Can't Stand the Heat

On the Steamy Side

Just One Taste
by Louisa Edwards
(St. Martin’s, $7.99, R) ISBN 978-0312-35647-7
This book is part of a series entitled “Recipe for Love.” Obviously it centers on the food world and in this case, on a guy who is working his way out of the world of con artists and into legitimacy. The heroine is a nerdy scientist who was raised as a prodigy and is a disappointment to her highly-regarded professional parents. Some of the characters from previous stories play roles. Just One Taste stands on its own, even though it is evident that previous stories covered some of the details. Unfortunately the story was slow and plodding at times, the characters were often apart, and the secondary romance almost took center stage.

Wes Murphy grew up with his father, who was a two-bit con artist. He got cornered during one con that resulted in arrest. Since Wes was a juvenile, he got sent to a halfway house where a wonderful woman took him under her wing and introduced him to the joys of cooking. Wes is enrolled at a Culinary Institute and is attempting to finish so he can get a job in a great restaurant and start his career. His new professor of Food Chemistry is none other than lofty scientist Rosemary Wilkins, a child prodigy made famous by her mother in a book that told Rosemary’s story. Rosemary is extremely intelligent, can spout scientific facts like an encyclopedia and is beautiful to look at. What she is not is street smart or relationship savvy.

At first, Wes decides to use his attraction as a way to get a good grade, but very quickly realizes that his attraction is more than that. He approaches Rosemary with the idea for a final paper that involves researching aphrodisiacs and their real effects. Rosemary is snookered in and they eventually make love. When the Director of the institute, who never has liked Wes, discovers their relationship, he threatens to destroy Rosemary’s career if Wes doesn’t leave.

So without further ado, Wes joins the Market Restaurant crew on an “externship” assignment. He is distraught that he had to break both his own and Rosemary’s heart, but is thrilled to be able to work alongside Chef Adam Temple and his sous chef Frankie Boyd. Ultimately, Rosemary tracks him down and they try to figure out a way to have a relationship. But Wes’ past comes back to haunt him when his father finds him and smells a con with Rosemary and her money.

Rosemary is the predictable nerd one would expect – a woman who is successful in her field but totally without self-esteem in her relationships. In fact, it appears she has no friends nor has she ever had a male friend. Wes is a bit of a modern day rake, convinced that no one could ever love him due to his past and the fact that he is just one shady deal away from being just like his father. I found their interplay fun and engaging, but there wasn’t much of it. The sex was hot but they were apart as much as they were together. And when they were apart, they tormented their own psyches with all their negative thinking. This made it difficult to stay engaged in their romance.
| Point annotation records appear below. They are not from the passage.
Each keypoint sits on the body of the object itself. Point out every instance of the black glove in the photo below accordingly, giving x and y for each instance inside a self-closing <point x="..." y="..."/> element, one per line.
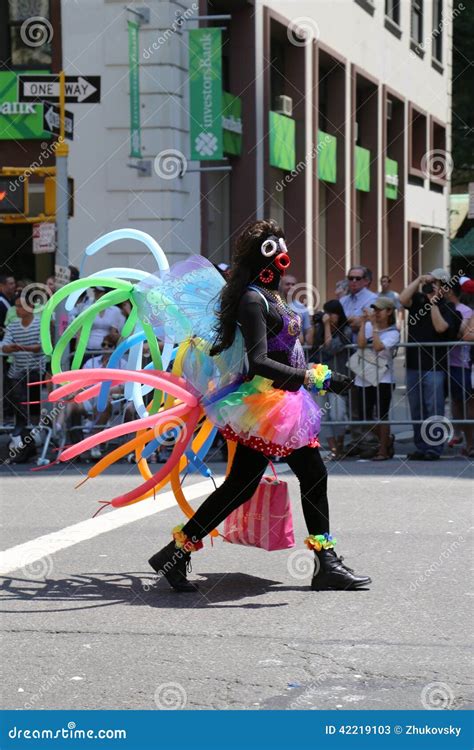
<point x="340" y="383"/>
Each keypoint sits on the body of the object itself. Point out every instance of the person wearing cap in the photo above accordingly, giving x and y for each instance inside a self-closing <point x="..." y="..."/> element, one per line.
<point x="379" y="331"/>
<point x="358" y="297"/>
<point x="460" y="386"/>
<point x="107" y="321"/>
<point x="432" y="319"/>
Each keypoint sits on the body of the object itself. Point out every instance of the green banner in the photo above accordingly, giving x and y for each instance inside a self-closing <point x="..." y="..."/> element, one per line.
<point x="391" y="179"/>
<point x="134" y="77"/>
<point x="327" y="157"/>
<point x="362" y="169"/>
<point x="282" y="141"/>
<point x="18" y="120"/>
<point x="205" y="94"/>
<point x="232" y="123"/>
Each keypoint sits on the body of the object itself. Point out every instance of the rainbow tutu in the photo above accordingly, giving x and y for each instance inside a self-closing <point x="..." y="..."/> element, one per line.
<point x="269" y="419"/>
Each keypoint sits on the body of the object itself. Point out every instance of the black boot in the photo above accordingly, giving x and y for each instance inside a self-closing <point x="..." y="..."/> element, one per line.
<point x="173" y="562"/>
<point x="331" y="573"/>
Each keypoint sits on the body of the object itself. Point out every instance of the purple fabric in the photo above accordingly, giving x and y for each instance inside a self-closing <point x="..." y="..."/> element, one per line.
<point x="287" y="340"/>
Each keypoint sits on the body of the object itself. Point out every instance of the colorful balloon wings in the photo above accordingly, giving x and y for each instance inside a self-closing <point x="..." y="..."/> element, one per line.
<point x="173" y="314"/>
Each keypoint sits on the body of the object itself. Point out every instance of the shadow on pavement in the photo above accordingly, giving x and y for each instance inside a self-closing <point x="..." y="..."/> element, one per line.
<point x="137" y="589"/>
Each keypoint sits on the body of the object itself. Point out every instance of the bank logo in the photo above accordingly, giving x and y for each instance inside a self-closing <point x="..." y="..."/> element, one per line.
<point x="206" y="144"/>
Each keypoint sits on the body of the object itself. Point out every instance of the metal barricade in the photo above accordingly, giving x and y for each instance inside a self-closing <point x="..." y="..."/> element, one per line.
<point x="399" y="407"/>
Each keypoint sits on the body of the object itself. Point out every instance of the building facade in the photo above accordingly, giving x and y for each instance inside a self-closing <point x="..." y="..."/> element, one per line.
<point x="336" y="122"/>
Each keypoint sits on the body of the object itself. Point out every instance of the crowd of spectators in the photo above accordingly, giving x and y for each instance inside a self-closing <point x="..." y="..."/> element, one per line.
<point x="359" y="332"/>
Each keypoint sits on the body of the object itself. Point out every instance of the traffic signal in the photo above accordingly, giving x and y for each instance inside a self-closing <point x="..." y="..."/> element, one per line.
<point x="13" y="195"/>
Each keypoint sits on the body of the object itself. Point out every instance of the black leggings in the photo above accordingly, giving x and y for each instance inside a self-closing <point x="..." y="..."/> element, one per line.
<point x="246" y="471"/>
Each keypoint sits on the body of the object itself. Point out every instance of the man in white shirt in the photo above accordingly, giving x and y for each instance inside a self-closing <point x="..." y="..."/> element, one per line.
<point x="358" y="299"/>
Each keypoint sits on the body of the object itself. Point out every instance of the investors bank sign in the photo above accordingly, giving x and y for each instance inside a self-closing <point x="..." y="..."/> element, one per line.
<point x="205" y="94"/>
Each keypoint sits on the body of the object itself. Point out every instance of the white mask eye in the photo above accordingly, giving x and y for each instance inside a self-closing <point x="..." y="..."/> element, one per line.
<point x="269" y="248"/>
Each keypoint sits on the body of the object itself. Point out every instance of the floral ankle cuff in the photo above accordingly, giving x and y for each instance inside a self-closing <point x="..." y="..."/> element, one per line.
<point x="320" y="541"/>
<point x="182" y="541"/>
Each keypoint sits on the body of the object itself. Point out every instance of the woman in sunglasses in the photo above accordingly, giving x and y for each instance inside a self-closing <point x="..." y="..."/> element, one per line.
<point x="271" y="413"/>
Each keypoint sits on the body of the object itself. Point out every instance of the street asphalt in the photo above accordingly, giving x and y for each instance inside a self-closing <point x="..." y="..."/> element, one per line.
<point x="88" y="627"/>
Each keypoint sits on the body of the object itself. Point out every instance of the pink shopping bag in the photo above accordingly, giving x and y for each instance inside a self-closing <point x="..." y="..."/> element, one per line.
<point x="265" y="520"/>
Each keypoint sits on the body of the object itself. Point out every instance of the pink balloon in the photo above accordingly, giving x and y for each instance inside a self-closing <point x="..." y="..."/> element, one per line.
<point x="176" y="412"/>
<point x="178" y="451"/>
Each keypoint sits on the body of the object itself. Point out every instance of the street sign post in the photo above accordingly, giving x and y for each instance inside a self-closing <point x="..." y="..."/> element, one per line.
<point x="46" y="88"/>
<point x="52" y="121"/>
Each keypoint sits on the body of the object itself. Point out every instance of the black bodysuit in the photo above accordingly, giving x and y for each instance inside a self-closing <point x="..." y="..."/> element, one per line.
<point x="256" y="324"/>
<point x="249" y="465"/>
The two that almost stole the show was the romance between Frankie and his gay lover, Jess, who happened to be a waiter at the Market. Jess and Wes become good friends and Wes plays an integral part in getting these two back together. It is clear there is history dating back to the other stories in the series, but it is easy to see how these two got where they are. The resolution of their love story was energetic and fun to watch develop.

I wanted to enjoy Just One Taste but I found myself plowing through parts and forcing myself to pick up the book at times. It was easy to be frustrated with two people who had gotten beyond their childhoods in every way except in their heads. And their journey tofigure it out did not have the right flavor to keep me turning the pages with anticipation. Fans of the series may find it different, but for me, I could have used some different spices in this tale.